Common Stock” shall mean the Company’s common stock.

Determination Date” shall mean, following a Public Offering, the dates specified in Section 5(a)(ii), and following a Change of Control, the date of the consummation of such Change of Control.

Exchange Act” means the Securities Exchange Act of 1934, as amended, and any successor thereto. Reference in the Plan to any section of (or rule promulgated under) the Exchange Act shall be deemed to include any rules, regulations or other interpretative guidance under such section or rule, and any amendments or successor provisions to such section, rules, regulations or guidance.

Exercise Price” means the option price per share of Common Stock for each Stock Option.

Fair Market Value” shall mean, on a given date, (i) if the Common Stock is listed on a national securities exchange, the closing price of the Common Stock reported on the primary exchange on which the Common Stock is listed and traded on such date, or, if there are no such sales on that date, then on the last preceding date on which such sales were reported; (ii) if the Common Stock is not listed on any national securities exchange but is quoted in an inter-dealer quotation system on a last-sale basis, the average between the closing bid price and ask price reported on such date, or, if there is no such sale on that date, then on the last preceding date on which a sale was reported; or (iii) if the Common Stock is not listed on a national securities exchange or quoted in an inter-dealer quotation system on a last-sale basis, the amount determined by the Board (or, after a Public Offering, the Committee) in good faith to be the fair market value of the Common Stock.

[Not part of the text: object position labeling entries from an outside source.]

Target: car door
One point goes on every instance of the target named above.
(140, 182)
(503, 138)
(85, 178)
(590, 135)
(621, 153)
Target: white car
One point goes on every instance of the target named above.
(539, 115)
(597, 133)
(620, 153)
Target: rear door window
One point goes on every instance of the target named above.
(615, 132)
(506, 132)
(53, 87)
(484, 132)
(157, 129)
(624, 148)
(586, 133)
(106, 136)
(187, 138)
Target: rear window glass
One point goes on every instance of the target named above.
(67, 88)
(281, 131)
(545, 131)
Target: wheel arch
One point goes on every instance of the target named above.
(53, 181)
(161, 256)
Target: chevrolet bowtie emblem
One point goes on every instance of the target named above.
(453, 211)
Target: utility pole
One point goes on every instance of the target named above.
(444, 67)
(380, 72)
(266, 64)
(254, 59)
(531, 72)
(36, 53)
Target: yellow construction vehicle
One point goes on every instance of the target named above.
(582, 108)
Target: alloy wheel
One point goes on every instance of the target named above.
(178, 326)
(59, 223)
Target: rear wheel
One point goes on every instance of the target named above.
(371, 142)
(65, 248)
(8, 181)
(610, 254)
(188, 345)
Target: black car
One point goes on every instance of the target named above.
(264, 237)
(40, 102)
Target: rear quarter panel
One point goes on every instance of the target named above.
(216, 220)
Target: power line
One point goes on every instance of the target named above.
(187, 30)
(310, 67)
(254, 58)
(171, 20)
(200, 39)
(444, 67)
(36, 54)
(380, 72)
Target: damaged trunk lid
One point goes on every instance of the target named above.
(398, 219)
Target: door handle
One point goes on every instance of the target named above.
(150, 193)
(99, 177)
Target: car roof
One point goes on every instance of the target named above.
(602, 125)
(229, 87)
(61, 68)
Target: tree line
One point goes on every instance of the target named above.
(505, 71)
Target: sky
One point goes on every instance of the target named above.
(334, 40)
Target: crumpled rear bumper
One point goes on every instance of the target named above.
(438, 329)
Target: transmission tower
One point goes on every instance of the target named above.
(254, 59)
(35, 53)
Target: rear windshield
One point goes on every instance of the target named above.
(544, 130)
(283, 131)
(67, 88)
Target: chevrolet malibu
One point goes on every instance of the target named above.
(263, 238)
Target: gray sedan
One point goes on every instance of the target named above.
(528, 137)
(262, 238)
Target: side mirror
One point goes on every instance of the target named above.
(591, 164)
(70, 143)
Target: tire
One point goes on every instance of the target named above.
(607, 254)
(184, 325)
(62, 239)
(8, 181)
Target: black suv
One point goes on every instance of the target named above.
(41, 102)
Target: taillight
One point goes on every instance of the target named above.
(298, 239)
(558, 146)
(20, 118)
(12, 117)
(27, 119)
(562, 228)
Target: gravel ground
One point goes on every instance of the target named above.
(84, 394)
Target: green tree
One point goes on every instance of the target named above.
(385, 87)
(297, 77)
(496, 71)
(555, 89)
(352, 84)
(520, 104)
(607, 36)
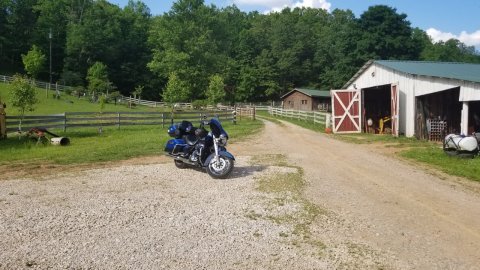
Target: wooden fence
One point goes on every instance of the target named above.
(315, 117)
(69, 120)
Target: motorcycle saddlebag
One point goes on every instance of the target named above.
(175, 146)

First Performance Hurdle” shall mean that Sponsor shall have received cash proceeds in respect of its shares of Common Stock held from time to time by Sponsor in an amount that equals $250,000,000 more than Sponsor’s cumulative invested capital in respect of its shares of Common Stock (which amount shall be deemed to be $75,000,000, plus any amounts invested after November 16, 2012 and through such date of determination).

General Release” shall mean a general release of claims in favor of the Company and its affiliates, and their respective officers, directors, and employees, in such standard form as the Company may adopt from time to time.

Group” means “group” as such term is used for purposes of Section 13(d) or 14(d) of the Exchange Act (or any successor section thereto).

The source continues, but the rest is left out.